Even though he’s regularly attended the festival, Dan Matisoff, a Georgia Tech professor, a public sector economist and a concerned resident, was also critical of the festival.

“Essentially, the city has leased a good portion of Piedmont Park, two lanes of traffic, the BeltLine crossing at 10th and Monroe and the bike lane to Live Nation for $500,000,” Matisoff said. “$400,000 goes to the city, $100,000 goes to the park. As far as I know, this amount has not changed, even though they’ve tripled the size of the event over the past three years, taken up more space of the park, caused more damage to the park and more traffic and other public space inconvenience each subsequent year.”

During the 2013 Music Midtown, a serious downpour on the second day of the festival turned the grassy meadow in Piedmont Park into a muddy mess as more than 55,000 people came to listen Saturday night.

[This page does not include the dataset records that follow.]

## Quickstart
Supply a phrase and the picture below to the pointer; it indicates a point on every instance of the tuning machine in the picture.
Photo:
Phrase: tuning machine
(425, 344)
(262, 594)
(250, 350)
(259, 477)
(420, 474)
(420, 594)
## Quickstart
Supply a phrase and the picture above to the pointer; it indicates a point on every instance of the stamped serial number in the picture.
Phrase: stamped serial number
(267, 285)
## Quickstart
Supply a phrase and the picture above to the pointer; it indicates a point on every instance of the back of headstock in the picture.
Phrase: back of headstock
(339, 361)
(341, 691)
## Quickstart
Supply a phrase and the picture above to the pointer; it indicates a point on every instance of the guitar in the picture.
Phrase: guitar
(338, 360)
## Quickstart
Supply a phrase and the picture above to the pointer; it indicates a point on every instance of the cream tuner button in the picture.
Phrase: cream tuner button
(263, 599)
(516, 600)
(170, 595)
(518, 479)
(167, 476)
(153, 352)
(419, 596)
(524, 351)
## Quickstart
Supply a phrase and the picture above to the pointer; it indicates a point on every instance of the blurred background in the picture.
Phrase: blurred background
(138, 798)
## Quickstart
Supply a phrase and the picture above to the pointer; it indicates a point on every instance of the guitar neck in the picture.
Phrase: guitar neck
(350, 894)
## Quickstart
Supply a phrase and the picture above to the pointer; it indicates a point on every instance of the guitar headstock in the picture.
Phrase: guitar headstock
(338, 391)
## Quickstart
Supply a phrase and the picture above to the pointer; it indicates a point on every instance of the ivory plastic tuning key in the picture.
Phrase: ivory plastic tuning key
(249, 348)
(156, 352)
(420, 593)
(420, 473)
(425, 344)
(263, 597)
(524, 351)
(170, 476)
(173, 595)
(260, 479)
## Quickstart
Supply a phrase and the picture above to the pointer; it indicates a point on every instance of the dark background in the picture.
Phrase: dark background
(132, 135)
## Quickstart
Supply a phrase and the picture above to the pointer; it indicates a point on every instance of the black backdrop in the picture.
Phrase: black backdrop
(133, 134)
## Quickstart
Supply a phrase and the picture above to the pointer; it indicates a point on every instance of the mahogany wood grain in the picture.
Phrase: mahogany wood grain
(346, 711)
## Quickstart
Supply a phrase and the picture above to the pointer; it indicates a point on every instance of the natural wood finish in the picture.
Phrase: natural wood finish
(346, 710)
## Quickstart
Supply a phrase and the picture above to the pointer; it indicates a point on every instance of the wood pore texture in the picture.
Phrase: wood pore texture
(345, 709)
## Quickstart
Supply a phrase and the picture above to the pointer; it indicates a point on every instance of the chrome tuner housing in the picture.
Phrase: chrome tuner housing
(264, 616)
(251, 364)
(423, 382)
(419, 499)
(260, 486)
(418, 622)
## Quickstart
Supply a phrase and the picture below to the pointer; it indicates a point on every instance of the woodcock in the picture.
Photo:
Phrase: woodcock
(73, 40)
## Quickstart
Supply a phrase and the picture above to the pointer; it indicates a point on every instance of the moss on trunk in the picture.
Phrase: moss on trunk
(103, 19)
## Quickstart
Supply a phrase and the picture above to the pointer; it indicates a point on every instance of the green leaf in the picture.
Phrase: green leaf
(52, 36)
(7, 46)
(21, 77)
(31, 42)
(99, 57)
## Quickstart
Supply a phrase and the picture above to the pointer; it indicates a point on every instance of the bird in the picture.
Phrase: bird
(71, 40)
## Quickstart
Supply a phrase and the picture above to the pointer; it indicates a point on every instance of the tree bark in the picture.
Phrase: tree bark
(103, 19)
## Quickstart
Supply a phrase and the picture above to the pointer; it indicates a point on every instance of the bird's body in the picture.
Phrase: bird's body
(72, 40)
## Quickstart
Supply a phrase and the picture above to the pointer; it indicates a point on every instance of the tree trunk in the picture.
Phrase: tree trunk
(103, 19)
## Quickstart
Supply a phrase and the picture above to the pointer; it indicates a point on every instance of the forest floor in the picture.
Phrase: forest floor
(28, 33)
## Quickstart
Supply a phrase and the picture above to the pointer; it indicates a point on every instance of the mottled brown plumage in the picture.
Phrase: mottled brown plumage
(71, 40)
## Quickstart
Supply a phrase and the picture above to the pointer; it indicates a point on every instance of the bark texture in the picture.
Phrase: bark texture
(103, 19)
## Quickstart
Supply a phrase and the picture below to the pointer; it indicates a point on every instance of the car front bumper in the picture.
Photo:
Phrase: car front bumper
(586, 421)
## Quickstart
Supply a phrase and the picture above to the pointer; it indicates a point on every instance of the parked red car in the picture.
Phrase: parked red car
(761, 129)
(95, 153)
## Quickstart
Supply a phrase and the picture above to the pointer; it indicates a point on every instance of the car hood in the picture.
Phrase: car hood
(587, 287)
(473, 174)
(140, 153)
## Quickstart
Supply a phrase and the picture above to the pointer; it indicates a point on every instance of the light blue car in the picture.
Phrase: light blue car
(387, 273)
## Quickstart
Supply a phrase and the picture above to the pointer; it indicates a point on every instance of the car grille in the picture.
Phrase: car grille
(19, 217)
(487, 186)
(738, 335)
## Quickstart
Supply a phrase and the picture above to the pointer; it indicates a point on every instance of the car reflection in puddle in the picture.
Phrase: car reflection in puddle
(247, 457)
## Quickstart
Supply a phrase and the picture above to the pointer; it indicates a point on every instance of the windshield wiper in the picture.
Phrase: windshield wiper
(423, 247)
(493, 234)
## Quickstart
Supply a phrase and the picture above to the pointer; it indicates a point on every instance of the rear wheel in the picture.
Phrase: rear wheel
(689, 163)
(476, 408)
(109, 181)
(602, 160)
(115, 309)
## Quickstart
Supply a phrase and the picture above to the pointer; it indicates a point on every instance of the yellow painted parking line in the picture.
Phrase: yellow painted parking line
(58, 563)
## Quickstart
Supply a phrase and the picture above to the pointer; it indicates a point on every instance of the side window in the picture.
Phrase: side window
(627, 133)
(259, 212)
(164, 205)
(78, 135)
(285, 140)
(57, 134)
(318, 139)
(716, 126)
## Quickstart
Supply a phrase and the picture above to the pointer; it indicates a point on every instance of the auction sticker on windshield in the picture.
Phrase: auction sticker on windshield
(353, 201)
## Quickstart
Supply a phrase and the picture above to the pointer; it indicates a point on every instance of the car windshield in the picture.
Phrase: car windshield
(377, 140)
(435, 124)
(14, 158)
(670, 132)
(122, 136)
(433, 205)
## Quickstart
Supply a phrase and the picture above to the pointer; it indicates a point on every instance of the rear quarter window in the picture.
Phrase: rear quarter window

Conlon’s response: “You can fix grass.”

In other words, Live Nation and Music Midtown feel that the benefits outweigh the costs. Conlon believes the return of Music Midtown is a boost for the city’s economy.

“This is a good event for the city,” Conlon said. “It puts us on the map with other cities and their music festivals. During Music Midtown, the hotels, bars and restaurants are full. People are spending money.”

But many residents ask if the park receives enough money to be worth the damage.

“While the city may raise some revenue from Live Nation, it’s not clear how the residents of Midtown benefit from that revenue,” Matisoff said.

The city was presented with Midtown’s safety and logistics concerns and suggestions for improvement for Music Midtown 2014, but as the concert went on as planned Sep. 19-20, all they were able to do was hope for the best.

In an email Conlon sent to both the MNA and NPU-E, he said that Live Nation and Music Midtown did as much as they could to address the community’s concerns. In the end, though, he says the festival and the park are complementary parts.

“This is our Central Park. It is a great place for music festivals,” Conlon said. “There is no other place where we can do major festivals in the city. If we can’t have Music Midtown at Piedmont Park, there’s nowhere to go. We’re done.”